Spieth, the first golfer ever to lead the masters for seven consecutive rounds, but he knows he's going to have to be on his game today in order to win it all.
(BEGIN VIDEO CLIP)
JORDAN SPIETH, DEFENDING MASTERS CHAMPION: It was a really tough finish to go from really holding a four-shot lead and being in a very similar position to last year to, all of a sudden, now, it's anyone's game. So, it's tough to swallow that. I'm in the lead after 54 holes. If you told me that at the beginning of the week, then I'd be obviously very pleased.
(END VIDEO CLIP)
SCHOLES: Another great story here in Augusta is the play of Bernhard Langer. The 58-year-old German shot a 2 under yesterday and is in third place. He's trying to become the oldest golfer to ever win a Major. Jack Nicklaus holds the record, winning the Masters when he was 46 years old.
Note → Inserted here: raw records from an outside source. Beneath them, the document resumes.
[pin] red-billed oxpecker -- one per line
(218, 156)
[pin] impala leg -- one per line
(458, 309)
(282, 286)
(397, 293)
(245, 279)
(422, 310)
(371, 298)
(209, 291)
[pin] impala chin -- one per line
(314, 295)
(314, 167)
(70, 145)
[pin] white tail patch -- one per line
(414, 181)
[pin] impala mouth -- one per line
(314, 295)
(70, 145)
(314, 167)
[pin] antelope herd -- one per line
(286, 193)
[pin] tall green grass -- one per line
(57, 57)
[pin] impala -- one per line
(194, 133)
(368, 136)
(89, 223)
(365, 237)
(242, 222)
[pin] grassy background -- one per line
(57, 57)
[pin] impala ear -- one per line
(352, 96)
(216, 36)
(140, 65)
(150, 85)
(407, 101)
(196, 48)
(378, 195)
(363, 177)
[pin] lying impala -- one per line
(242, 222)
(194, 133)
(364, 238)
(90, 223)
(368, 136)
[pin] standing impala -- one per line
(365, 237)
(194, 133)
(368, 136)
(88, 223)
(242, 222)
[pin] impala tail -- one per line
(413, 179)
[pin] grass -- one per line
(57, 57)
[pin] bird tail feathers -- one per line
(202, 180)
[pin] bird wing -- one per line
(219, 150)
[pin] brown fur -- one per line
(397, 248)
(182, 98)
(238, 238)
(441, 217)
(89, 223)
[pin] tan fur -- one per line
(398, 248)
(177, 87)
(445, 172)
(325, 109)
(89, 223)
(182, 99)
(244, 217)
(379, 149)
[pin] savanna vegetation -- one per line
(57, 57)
Now, Langer has actually won the Masters twice, the first coming in 1985. Jordan Spieth was not even born when he won it.
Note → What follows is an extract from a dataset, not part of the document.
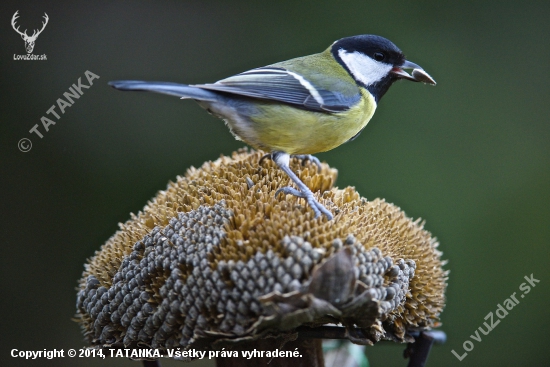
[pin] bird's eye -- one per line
(379, 56)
All right. Just to show you how windy it was out here in round three, check out what happened to poor Billy Horschel after marking his ball on the 15th green, a big wind gust came through and blew his ball all the way into the water. According to the rules, it's like Horschel hit the ball into the water. So, he actually had to take a penalty stroke.
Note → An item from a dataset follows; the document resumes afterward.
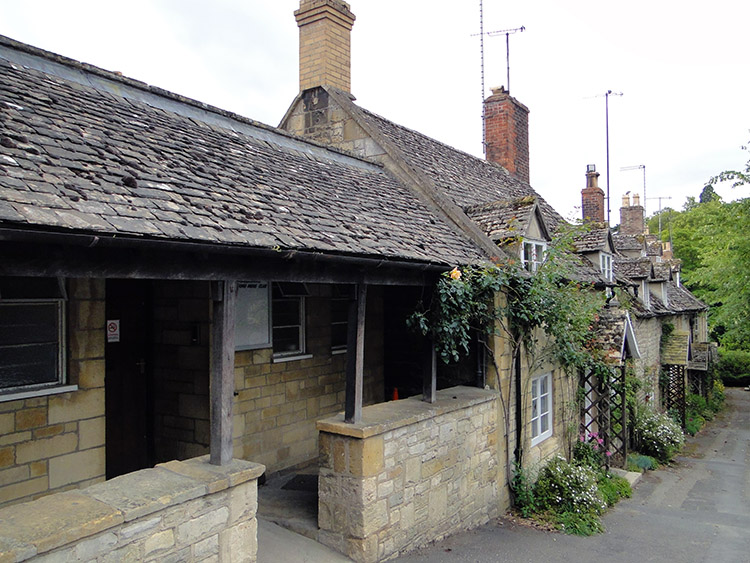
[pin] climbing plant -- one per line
(504, 299)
So, not a great day for old Billy. It's expected to be much less windy out here today, guys. Spieth going to be paired with 24-year- old Smylie Kaufman. Now, Smylie is playing in his very first Masters. He's been paired with Spieth before way back when they were teenagers. They played in a junior golf tournament in Dallas.
By the way, Spieth won that tournament. Smylie joked yesterday that he's 0 for 1,000 when going up against Spieth. So, he isn't exactly confident heading into today.
PAUL: All righty. I was going to ask, who won that one?
Thank you so much, Andy Scholes. SAVIDGE: See you, Andy.
SCHOLES: All right.
PAUL: So, I want to tell you about former NFL player Will Smith. He was shot to death overnight after a traffic dispute in New Orleans. Police say he was killed after exchanging words with a driver who rear-ended his car. Smith's wife was also shot, taken to the hospital. Smith spent his entire nine-year NFL career with the Saints, including winning the Super Bowl. The team confirmed the news a short time ago, calling it a, quote, "senseless and tragic loss".
SAVIDGE: Secretary of State John Kerry is in Hiroshima, Japan, for a two-day meeting with leaders of the G7 nations. This visit is aimed at laying the groundwork for next month's G7 summit. Key topics for that visit are terrorism, the refugee crisis, and nuclear disarmament. It is the first trip to Hiroshima by a sitting secretary of state. The city was devastated by an atomic bomb at the end of World War II.
PAUL: And Britain's Prince William and his wife, the duchess of Cambridge, starting a week-long trip to India, began their first visit to the country by paying respects to the victims of the 2008 Mumbai attacks.
They also met with children's groups and tried their hands at cricket. The visit aims at strengthening ties between India and the U.K.
Hey, I hope you make some great memories today. Thank you for spending some time with us.
SAVIDGE: It was a pleasure on my part. Victor will be back.
"INSIDE POLITICS WITH JOHN KING" starts now.